2010-01-07

Search in the versioned world

Whatever you are using: a blog, a portal, a forum or microblogging service, search works on current set of documents.


If I remove my last blog post, I expect a search to omit it in the search results. Search ought to include only the most recent state of documents.

But what if you can navigate through the history of document? What should appear in the search? We are used to see only the most recent version of document. For example in wikipedia search doesn't show documents that included searched phrase in the past.

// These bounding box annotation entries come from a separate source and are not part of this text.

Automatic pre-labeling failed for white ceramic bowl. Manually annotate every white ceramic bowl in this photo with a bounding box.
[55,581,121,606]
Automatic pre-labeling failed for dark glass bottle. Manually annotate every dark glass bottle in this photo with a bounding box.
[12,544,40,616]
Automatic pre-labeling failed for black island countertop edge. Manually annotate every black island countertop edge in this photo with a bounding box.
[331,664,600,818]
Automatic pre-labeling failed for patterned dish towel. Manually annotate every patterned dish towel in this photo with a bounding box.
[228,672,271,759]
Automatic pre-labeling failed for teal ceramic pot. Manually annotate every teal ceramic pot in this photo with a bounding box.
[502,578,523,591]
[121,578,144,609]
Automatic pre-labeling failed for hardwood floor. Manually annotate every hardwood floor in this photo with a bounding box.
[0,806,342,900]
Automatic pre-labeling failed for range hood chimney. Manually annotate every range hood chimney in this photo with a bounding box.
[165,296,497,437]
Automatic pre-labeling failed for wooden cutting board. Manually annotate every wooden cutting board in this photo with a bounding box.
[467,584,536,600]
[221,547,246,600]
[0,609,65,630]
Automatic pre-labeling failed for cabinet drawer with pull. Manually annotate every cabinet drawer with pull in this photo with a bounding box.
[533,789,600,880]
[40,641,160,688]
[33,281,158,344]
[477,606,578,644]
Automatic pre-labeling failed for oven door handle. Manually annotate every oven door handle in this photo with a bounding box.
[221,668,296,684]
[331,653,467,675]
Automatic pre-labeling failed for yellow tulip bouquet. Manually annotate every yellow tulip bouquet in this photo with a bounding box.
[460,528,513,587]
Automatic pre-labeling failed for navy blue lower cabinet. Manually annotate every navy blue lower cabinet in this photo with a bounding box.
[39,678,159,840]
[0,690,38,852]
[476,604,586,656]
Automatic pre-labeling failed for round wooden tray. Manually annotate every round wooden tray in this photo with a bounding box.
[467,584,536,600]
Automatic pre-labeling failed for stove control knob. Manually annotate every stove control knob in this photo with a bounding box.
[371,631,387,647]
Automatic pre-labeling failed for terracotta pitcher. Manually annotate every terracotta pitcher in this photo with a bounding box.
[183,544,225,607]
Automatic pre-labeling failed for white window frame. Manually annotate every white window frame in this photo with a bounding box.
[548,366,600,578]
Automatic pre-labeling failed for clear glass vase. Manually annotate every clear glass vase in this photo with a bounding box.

This problem can appear also in other contexts. Consider using a VCS. I created some content, or code. I removed it as it looked unneeded. Some time later I realized that I need this content back. What can I do to recover it? Currently I have to manually review diffs in GIT/Mercurial/or whatever VCS. Shouldn't be a button somewhere: "search in history"?

So, how do we expect a search to work on versioned content? Is that feature useful at all?


2 comments:

cezio said...

Actually, Mercurial has a grep command, which greps history. See $hg grep --help for details.

Git's grep works on one revision, but git log has -S switch, which looks for differences that introduce or remove an instance of string.

Nick Rosencrantz said...

In many cases all you got to retrieve the version you look for is when it's committed. So from a user perspective one easy to handle approach could be some function like timemachine allowing a view relative a date displaying the archive like it was that time ie. switch the now and view everything relative another historical now managing the archive exactly the way it was for instance february last year.